Data Science newsletter – October 18, 2018

Newsletter features journalism, research papers, events, tools/software, and jobs for October 18, 2018

GROUP CURATION: N/A

Data Science News

University of California-Santa Barbara, The UCSB Current

from October 05, 2018

UC Santa Barbara will collaborate on a Department of Energy research center adapting machine learning for use in scientific research

What Emails Reveal About Your Performance At Work

Josh Bersin

from October 12, 2018

Genpact, one of the largest and most successful global professional services firm (78,000 employees generating over $2.6 Billion in revenue), has figured this out.

After analyzing months of communication patterns using messaging metadata (data about the messages, not the messages themselves), the company can now statistically prove that certain types of communication behavior directly correlates to business performance. In fact, using employee communication data with a Deep Learning Model, Genpact can predict “Rockstar” performers with 74% accuracy. (This process works for emails, slack messages, skype messages, etc.)

So yes, your communication patterns are strongly correlated with your performance. What did we learn?

Project Information Literacy – News Study

Project Information Literacy

from October 16, 2018

The News Study research report presents findings about how a sample of U.S. college students gather information and engage with news in the digital age. Results are included from an online survey of 5,844 respondents and telephone interviews with 37 participants from 11 U.S. colleges and universities selected for their regional, demographic, and red/blue state diversity. A computational analysis was conducted using Twitter data associated with the survey respondents and a Twitter panel of 135,891 college-age people. Six recommendations are included for educators, journalists, and librarians working to make students effective news consumers. To explore the implications of this study’s findings, concise commentaries from leading thinkers in education, libraries, media research, and journalism are included.

Alexa, does AI have gender?

University of Oxford, Research

from October 15, 2018

Professor Gina Neff has been asking questions about bias and balance of power in the development of artificial intelligence (AI) systems. She talks to Ruth Abrahams about the challenges we face in marrying futuristic solutions with values of trust, openness and equality.

UW researchers are changing the way we use satellite observations of Earth

University of Washington, eScience Institute

from October 17, 2018

The University of Washington, along with collaborators from the National Center for Atmospheric Research (NCAR), Anaconda, and Element84 have just been awarded a $1.5 million grant from the National Aeronautics and Space Administration (NASA) to develop new approaches for using satellite observations of Earth. The team will work with the Pangeo Project, a community effort for big data in the geosciences, to develop state-of-the-art open-source tools for cloud-based data analysis.

The Technion and Intel to inaugurate joint Center for Artificial Intelligence

Technion

from October 09, 2018

The Technion – Israel Institute of Technology and Intel Corporation inaugurated a new Center for Artificial Intelligence (AI) yesterday, Monday, October 8th. The Center is chartered with advancing research in AI fields and collaboration between Technion and Intel researchers.

Intel’s Dr. Michael Mayberry, chief technology officer, and Naveen Rao, corporate vice president, and general manager of the Artificial Intelligence Products Group represented Intel at the inauguration of the new AI Center.
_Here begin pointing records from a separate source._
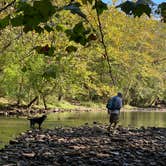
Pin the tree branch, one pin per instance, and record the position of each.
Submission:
(104, 45)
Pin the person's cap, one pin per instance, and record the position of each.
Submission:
(120, 94)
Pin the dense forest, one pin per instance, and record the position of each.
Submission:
(111, 52)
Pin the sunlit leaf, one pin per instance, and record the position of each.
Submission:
(100, 7)
(4, 22)
(70, 49)
(75, 9)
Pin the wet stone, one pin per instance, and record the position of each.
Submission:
(86, 146)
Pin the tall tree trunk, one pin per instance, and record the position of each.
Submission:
(44, 102)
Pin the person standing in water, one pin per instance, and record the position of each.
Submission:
(114, 105)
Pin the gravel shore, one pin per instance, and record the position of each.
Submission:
(87, 146)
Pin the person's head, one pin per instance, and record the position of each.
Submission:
(119, 94)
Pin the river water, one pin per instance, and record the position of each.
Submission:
(11, 127)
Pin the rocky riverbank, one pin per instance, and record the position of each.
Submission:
(87, 146)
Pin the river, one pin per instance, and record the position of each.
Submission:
(11, 127)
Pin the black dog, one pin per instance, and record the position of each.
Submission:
(38, 120)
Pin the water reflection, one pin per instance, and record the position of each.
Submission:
(11, 127)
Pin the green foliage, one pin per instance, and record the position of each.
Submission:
(63, 58)
(99, 6)
(46, 50)
(75, 9)
(162, 10)
(78, 34)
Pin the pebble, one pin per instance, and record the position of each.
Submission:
(87, 146)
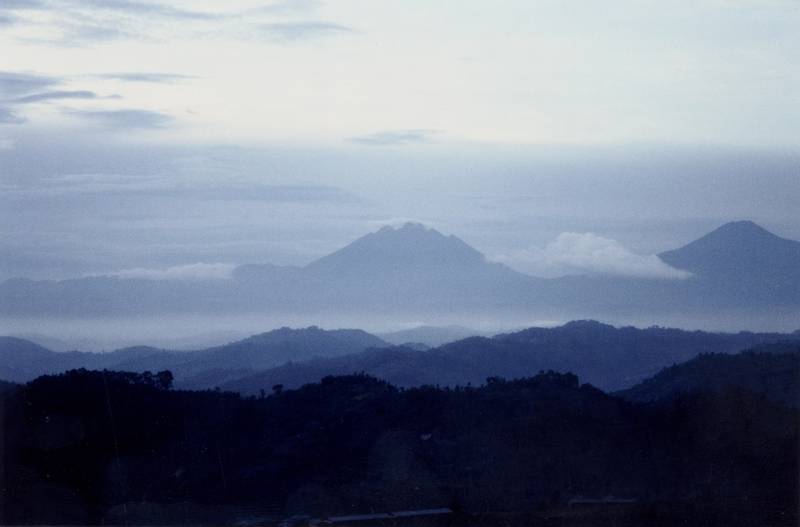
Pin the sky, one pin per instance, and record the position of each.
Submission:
(168, 138)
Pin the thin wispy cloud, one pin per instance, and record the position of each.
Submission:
(396, 137)
(197, 271)
(57, 95)
(17, 84)
(142, 8)
(588, 253)
(302, 30)
(8, 116)
(20, 4)
(160, 78)
(128, 119)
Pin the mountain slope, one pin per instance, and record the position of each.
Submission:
(772, 370)
(739, 267)
(607, 357)
(21, 360)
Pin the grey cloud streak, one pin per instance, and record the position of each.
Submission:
(130, 118)
(302, 30)
(154, 77)
(56, 95)
(395, 137)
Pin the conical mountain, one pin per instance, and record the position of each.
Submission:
(740, 250)
(412, 245)
(415, 267)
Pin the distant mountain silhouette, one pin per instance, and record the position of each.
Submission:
(416, 270)
(607, 357)
(430, 335)
(772, 370)
(743, 259)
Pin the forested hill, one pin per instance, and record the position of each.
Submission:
(771, 370)
(121, 448)
(608, 357)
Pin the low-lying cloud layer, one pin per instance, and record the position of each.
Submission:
(197, 271)
(588, 253)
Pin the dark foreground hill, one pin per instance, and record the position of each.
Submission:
(772, 370)
(608, 357)
(119, 448)
(21, 360)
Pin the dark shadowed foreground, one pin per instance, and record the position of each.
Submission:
(122, 448)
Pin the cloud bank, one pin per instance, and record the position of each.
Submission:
(196, 271)
(588, 253)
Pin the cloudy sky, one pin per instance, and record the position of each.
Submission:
(550, 134)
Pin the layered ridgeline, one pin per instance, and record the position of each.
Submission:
(608, 357)
(530, 451)
(22, 360)
(770, 370)
(415, 270)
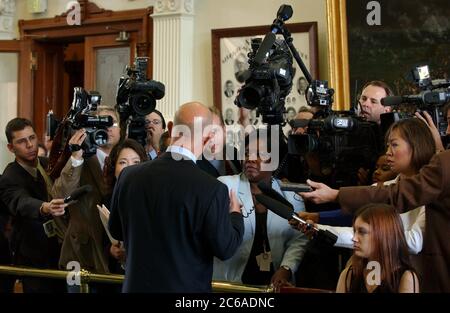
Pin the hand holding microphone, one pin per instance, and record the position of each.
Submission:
(280, 206)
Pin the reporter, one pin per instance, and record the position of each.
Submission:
(405, 155)
(430, 187)
(379, 241)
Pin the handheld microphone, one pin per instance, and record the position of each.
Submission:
(396, 100)
(77, 193)
(268, 191)
(288, 213)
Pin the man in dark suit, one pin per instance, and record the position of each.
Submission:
(219, 158)
(24, 188)
(431, 187)
(173, 217)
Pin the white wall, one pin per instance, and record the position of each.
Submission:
(8, 100)
(212, 14)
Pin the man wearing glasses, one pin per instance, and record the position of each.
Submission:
(155, 126)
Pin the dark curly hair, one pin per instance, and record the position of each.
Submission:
(111, 160)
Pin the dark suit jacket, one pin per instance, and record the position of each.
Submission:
(431, 187)
(207, 167)
(85, 238)
(24, 195)
(173, 219)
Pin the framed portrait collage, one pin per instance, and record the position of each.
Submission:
(230, 48)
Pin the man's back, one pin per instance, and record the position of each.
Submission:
(174, 218)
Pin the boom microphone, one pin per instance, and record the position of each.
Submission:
(288, 213)
(77, 193)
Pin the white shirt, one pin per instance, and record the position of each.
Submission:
(101, 156)
(413, 223)
(182, 151)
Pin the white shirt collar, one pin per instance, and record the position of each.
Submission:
(101, 156)
(183, 151)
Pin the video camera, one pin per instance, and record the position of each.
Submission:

Prof. Boaz Golany, vice president for External Relations and Resource Development, Prof. Wayne Kaplan, executive vice president for Research, Prof. Nahum Shimkin, dean of the Andrew and Erna Viterbi Faculty of Electrical Engineering, Prof. Dan Geiger, dean of the Computer Science Department and Prof. Carmel Domshlak, Dean of the William Davidson Faculty of Industrial Engineering and Management, represented the Technion.

Economists (and Economics) in Tech Companies

National Bureau of Economic Research; Susan Athey, Michael Luca

from September 11, 2018

As technology platforms have created new markets and new ways of acquiring information, economists have come to play an increasingly central role in tech companies – tackling problems such as platform design, strategy, pricing, and policy. Over the past five years, hundreds of PhD economists have accepted positions in the technology sector. In this paper, we explore the skills that PhD economists apply in tech companies, the companies that hire them, the types of problems that economists are currently working on, and the areas of academic research that have emerged in relation to these problems.
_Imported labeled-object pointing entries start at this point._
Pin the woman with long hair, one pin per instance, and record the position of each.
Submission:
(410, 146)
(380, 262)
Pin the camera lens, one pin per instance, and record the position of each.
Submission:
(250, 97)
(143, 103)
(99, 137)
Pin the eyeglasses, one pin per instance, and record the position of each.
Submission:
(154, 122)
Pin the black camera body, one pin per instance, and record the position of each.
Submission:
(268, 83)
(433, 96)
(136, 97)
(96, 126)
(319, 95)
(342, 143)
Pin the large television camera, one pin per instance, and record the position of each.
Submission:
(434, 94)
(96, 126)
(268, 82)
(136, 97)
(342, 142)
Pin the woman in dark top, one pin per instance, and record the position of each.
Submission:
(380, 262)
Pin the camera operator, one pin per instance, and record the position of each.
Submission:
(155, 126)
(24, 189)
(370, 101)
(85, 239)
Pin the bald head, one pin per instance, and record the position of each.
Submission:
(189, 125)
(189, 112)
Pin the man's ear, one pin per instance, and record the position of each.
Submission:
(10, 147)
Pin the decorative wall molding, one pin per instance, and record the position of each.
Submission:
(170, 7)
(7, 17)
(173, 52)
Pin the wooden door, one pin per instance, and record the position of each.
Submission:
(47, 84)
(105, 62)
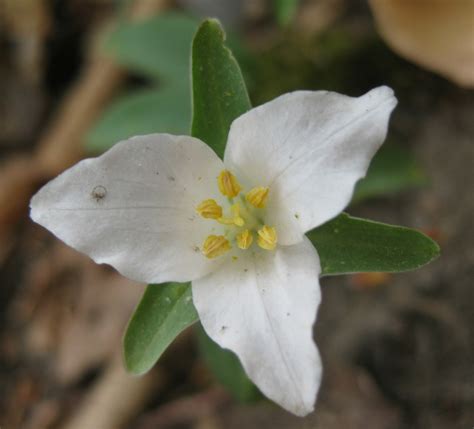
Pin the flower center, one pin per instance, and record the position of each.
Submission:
(244, 221)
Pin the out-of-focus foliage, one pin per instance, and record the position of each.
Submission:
(142, 112)
(436, 34)
(345, 244)
(285, 10)
(392, 170)
(159, 49)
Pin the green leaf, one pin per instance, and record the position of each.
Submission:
(164, 311)
(392, 170)
(285, 11)
(142, 112)
(348, 245)
(158, 47)
(226, 368)
(219, 97)
(218, 88)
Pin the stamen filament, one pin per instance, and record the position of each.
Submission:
(215, 245)
(228, 184)
(267, 237)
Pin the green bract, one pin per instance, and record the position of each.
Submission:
(346, 244)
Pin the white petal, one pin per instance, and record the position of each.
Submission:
(310, 148)
(134, 207)
(263, 307)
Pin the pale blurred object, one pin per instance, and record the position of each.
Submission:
(436, 34)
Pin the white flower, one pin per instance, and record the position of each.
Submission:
(164, 208)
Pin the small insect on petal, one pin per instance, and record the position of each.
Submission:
(209, 209)
(228, 184)
(244, 239)
(215, 245)
(267, 237)
(258, 196)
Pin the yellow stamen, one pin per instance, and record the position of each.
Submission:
(236, 219)
(267, 237)
(258, 196)
(228, 184)
(215, 245)
(244, 239)
(209, 209)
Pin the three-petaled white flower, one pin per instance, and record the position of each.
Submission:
(164, 208)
Apple Launches Portal for U.S. Users to Download Their Data

Bloomberg, Technology, Mark Gurman

from October 17, 2018

Apple Inc. on Wednesday began allowing users in the U.S. to download a copy of all of the data that they have stored with the company from a single online portal.

The Cupertino, California-based technology giant previously rolled out that functionality in Europe as part of the European Union’s General Data Protection Regulation rules that kicked in earlier this year. U.S. users will be able to download data such as all of their address book contacts, calendar appointments, music streaming preferences and details about past Apple product repairs. Previously, customers could get their data by contacting Apple directly.
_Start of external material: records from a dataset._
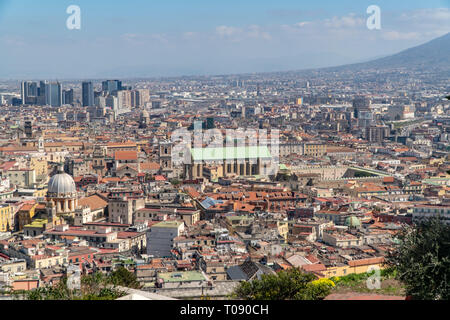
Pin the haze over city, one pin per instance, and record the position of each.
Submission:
(172, 38)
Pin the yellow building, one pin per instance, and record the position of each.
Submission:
(283, 229)
(6, 218)
(25, 215)
(355, 266)
(39, 165)
(312, 149)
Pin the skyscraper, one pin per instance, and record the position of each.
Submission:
(111, 86)
(29, 92)
(53, 94)
(88, 94)
(68, 96)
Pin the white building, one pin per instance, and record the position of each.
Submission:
(426, 211)
(160, 237)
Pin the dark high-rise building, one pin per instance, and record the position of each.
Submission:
(111, 86)
(53, 94)
(68, 96)
(87, 94)
(29, 92)
(360, 104)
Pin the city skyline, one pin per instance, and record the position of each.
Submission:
(200, 38)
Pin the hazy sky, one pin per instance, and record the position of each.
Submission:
(137, 38)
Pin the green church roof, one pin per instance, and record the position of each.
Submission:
(230, 153)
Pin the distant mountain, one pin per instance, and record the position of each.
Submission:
(433, 55)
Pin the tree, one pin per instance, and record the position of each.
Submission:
(123, 277)
(93, 287)
(285, 285)
(422, 260)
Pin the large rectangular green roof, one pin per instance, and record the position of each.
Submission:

Changing Who Pays for CS Professional Development in the U.S. and Who Controls It: It Has to be Local

Communications of the ACM, blog@CACM, Mark Guzdial

from October 17, 2018

In 2012, the Outliers group at the University of Chicago completed a national landscape survey on the state of computer science (CS) education in the U.S. It’s still available here. One of their findings was that teacher professional development worked differently in computer science education than for any other subject. In all other subjects, individual school districts ordered professional development and paid for it.

Baidu is joining an American artificial intelligence partnership

Quartz, Dave Gershgorn

from October 17, 2018

Search giant Baidu will be the first Chinese company to join the US-centric Partnership on AI, the organizations announced Oct. 16.

The addition to the two-year-old partnership is an unusual move within the modern narrative concerning AI, where Chinese and American AI advancements are often characterized as an arms race. Baidu, which can be thought of as the Google of China, has far-reaching goals for artificial intelligence technology, from self-driving cars to personal assistants.

Baidu’s fundamental approach to artificial intelligence also makes it an odd candidate for the partnership, which focuses on mitigating potential harms of AI and promoting responsible development of the technology. Baidu has been portrayed in the past as valuing speed of innovation rather than being concerned about societal implications, and has been cited by Human Rights Watch as being discriminatory in its job posting.

Reddit CEO Says Tech Scandals Proved Him Right on User Data

Bloomberg, Technology, Sarah Frier

from October 16, 2018

Reddit Inc., the news aggregator and discussion forum website, doesn’t always know the full names, genders or other identifying information about its users. That might not be the most lucrative way to build an advertising business, but Chief Executive Officer Steve Huffman feels vindicated.

Larger technology peers, including Facebook Inc. and Alphabet Inc.’s Google, are facing regulation and government scrutiny over how they use, and profit from, the personal data of billions of people. Reddit, meanwhile, is serving up ads alongside its popular user forums, which are segmented by interest and run the gamut from beauty tips to politics.

Reddit “exists because we didn’t build a business that’s predicated on harvesting and selling your personal data,” Huffman said at Bloomberg’s Sooner Than You Think conference in New York.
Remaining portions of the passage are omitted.